Kamal seemed distracted as they walked. She put her arm in his. “Do you still think of him?” he asked her.

He still wanted to be her confidant. Her ex-husband told her a couple of years earlier that Kamal had ceased to confide in him. Would he still confide in her? One benefit of her son growing up thousands of miles away was that he did not have to rebel against her, or so it seemed.

“Do I still think of whom? David? Not often. Every now and then something will remind me of him, like that stupid fake plant, but for the most part I no longer do. It has been so long.”

“But why do you even bother?” He asked this sternly, looking at her. She noticed the left corner of his mouth twitch momentarily, and then go slack.

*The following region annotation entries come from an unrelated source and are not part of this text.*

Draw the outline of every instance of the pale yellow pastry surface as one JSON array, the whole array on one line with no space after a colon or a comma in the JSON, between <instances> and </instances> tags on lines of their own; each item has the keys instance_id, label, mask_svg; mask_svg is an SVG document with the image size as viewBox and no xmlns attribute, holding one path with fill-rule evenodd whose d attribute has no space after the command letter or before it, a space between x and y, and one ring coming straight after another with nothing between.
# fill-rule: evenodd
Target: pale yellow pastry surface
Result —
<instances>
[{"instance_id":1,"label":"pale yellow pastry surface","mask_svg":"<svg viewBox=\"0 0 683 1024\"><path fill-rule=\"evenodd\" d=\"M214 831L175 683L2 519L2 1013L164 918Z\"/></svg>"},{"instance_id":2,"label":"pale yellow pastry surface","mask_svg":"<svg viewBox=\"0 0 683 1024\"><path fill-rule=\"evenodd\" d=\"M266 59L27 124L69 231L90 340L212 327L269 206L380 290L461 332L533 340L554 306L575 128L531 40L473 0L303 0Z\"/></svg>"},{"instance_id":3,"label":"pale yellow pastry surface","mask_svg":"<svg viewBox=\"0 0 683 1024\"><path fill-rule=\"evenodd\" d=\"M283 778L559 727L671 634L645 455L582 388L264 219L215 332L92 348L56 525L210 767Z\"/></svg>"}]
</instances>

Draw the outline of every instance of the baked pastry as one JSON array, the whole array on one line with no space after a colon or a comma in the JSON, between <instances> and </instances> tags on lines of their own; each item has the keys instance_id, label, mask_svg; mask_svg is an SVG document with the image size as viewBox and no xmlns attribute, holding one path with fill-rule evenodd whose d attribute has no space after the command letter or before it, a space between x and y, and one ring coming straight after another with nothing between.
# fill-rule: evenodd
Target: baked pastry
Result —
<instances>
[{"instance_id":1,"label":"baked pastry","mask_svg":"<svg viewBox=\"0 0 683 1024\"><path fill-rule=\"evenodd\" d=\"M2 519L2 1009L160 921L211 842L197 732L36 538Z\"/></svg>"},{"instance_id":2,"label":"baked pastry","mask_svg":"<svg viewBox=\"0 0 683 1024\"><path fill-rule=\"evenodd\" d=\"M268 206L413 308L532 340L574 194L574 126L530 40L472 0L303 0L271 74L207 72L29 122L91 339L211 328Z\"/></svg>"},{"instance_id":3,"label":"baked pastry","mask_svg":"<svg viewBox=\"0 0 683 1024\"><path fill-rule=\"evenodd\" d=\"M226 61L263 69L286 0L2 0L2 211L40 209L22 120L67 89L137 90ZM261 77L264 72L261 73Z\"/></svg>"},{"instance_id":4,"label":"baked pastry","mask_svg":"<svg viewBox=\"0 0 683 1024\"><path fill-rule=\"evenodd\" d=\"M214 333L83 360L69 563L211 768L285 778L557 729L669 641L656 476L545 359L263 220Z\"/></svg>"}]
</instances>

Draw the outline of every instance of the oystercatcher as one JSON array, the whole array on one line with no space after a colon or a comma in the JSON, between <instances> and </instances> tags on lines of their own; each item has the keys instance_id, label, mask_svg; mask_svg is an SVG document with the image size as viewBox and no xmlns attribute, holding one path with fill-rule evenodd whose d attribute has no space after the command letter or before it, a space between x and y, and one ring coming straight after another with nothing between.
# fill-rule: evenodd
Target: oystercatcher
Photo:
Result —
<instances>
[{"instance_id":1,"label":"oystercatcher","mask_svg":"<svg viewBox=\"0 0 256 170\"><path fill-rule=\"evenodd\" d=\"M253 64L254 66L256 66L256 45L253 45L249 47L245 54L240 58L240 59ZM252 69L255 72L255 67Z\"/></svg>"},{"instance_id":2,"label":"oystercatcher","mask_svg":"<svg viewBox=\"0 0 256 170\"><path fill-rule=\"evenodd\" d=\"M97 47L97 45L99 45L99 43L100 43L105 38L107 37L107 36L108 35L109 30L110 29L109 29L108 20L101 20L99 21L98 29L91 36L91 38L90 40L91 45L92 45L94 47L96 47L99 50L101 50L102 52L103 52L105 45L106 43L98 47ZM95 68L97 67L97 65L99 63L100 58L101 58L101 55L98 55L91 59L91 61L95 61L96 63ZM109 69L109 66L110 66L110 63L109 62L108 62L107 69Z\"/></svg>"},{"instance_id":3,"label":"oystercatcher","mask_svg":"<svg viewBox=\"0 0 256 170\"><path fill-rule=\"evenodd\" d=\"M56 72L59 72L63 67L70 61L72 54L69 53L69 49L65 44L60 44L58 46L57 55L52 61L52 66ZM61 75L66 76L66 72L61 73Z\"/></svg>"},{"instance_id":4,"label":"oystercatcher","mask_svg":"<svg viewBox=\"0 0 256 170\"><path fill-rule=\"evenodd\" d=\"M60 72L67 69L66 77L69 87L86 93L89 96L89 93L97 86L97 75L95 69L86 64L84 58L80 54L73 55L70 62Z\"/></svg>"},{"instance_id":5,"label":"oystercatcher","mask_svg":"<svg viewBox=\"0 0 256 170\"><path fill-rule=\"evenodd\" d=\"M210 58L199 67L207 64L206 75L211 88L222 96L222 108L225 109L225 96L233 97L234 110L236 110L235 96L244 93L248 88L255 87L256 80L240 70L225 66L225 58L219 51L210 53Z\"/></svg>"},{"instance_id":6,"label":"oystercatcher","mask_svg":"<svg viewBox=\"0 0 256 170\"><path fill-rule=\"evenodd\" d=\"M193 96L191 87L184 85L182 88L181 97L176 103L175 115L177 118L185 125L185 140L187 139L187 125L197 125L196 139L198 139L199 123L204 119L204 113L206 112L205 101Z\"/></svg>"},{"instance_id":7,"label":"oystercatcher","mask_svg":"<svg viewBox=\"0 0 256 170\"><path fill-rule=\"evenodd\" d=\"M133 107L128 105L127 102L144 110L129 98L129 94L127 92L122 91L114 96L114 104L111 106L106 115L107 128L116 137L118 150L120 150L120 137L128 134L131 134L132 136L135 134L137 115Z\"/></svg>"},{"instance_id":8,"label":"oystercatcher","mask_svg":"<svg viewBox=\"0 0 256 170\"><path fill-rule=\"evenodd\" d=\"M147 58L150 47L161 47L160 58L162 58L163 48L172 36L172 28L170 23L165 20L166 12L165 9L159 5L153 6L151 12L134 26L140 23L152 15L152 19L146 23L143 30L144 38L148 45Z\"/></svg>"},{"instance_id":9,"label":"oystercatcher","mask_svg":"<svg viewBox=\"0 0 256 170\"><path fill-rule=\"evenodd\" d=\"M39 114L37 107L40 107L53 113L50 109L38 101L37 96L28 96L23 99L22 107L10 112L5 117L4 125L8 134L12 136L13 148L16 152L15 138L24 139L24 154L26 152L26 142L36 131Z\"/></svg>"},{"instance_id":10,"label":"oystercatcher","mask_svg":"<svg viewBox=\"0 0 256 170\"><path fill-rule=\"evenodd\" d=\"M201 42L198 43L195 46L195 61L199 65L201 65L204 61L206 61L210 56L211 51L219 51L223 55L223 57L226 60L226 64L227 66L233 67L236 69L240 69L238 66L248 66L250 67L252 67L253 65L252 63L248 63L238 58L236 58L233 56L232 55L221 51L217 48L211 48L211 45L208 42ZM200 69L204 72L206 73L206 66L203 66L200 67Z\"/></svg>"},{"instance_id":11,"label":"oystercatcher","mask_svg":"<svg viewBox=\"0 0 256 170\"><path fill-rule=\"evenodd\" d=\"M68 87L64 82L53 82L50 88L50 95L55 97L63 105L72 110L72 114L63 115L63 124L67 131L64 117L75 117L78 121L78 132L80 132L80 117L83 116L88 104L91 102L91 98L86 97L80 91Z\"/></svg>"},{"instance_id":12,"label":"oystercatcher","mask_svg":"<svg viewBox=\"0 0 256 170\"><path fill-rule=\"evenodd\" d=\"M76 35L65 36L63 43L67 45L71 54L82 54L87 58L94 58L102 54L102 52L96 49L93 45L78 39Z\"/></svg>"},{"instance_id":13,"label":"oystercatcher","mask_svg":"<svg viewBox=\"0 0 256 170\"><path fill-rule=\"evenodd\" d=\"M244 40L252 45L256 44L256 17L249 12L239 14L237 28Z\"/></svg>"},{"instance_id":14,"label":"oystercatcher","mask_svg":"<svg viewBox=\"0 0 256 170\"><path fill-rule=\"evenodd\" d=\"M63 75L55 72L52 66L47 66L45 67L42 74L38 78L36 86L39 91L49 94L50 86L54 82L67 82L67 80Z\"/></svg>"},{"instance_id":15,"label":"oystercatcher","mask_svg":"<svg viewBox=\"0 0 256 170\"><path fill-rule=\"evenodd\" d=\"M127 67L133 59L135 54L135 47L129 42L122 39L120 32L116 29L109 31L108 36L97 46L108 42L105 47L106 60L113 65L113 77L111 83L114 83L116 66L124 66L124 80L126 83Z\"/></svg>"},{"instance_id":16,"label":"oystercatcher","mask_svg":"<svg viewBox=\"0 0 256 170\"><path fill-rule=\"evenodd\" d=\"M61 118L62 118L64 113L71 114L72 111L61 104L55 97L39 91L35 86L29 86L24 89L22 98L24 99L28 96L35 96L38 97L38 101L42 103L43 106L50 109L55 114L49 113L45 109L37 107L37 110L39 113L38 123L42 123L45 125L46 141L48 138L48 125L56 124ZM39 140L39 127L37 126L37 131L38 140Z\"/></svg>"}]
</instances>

“I don’t know. I guess I just loved him.”

“But you loved a lot of people. You always say you loved Dad.”

“I still do. It’s different, that’s all.” She slowed down. They were getting close to her brother’s house, and she wanted to enjoy this walk a little more. “Who is your girlfriend?” she asked hesitantly, careful not to let her eagerness show. She ran her finger across his cheek.

“Well, if you know I have a girlfriend, then I’m sure you know who she is. Dad must have told you.”

“Well, why the subterfuge?”

“Because it’s nobody’s business.”

“Oh, my. This is serious.” She watched him begin to redden, even his ears changed color. “Is this love I see before me?”

“Cut it out.”

“So is it true what your father said, that your lips and hers seem to be sewn together?”

“Glued together. The metaphor is glued together, not sewn.”

“I can use whatever metaphor I like. I’m the writer.”

“You wish.”

“Oh, my, my, my. This is serious.” She could not help smiling. She had heard about what was going on, but had not expected to find him so smitten. “This is love. I can see why you’d have a fight with your dad over her.”

“Is that what he told you?” He shook his head in consternation. “He told you the fight was about her? He didn’t tell you about FreeCell, I assume.”

“FreeCell?”

“The computer solitaire game. That’s what all politicians in Lebanon do. They drink coffee and play FreeCell. Dad doesn’t let anybody use his computer. You know why? He doesn’t want to fuck up his FreeCell ratio. Can you believe that? I sat and played the dumb game and I lost. I broke his record of eighteen straight games. He freaked. He started screaming I should leave his FreeCell alone.”

She started laughing again. “That wasn’t about FreeCell, you know.”

“Don’t start with psychoanalysis, Mom. Please. FreeCell isn’t a metaphor for his penis. I don’t care about his FreeCell or his penis.”

By the time they reached the door, she was convulsing with laughter, wiping tears from her eyes.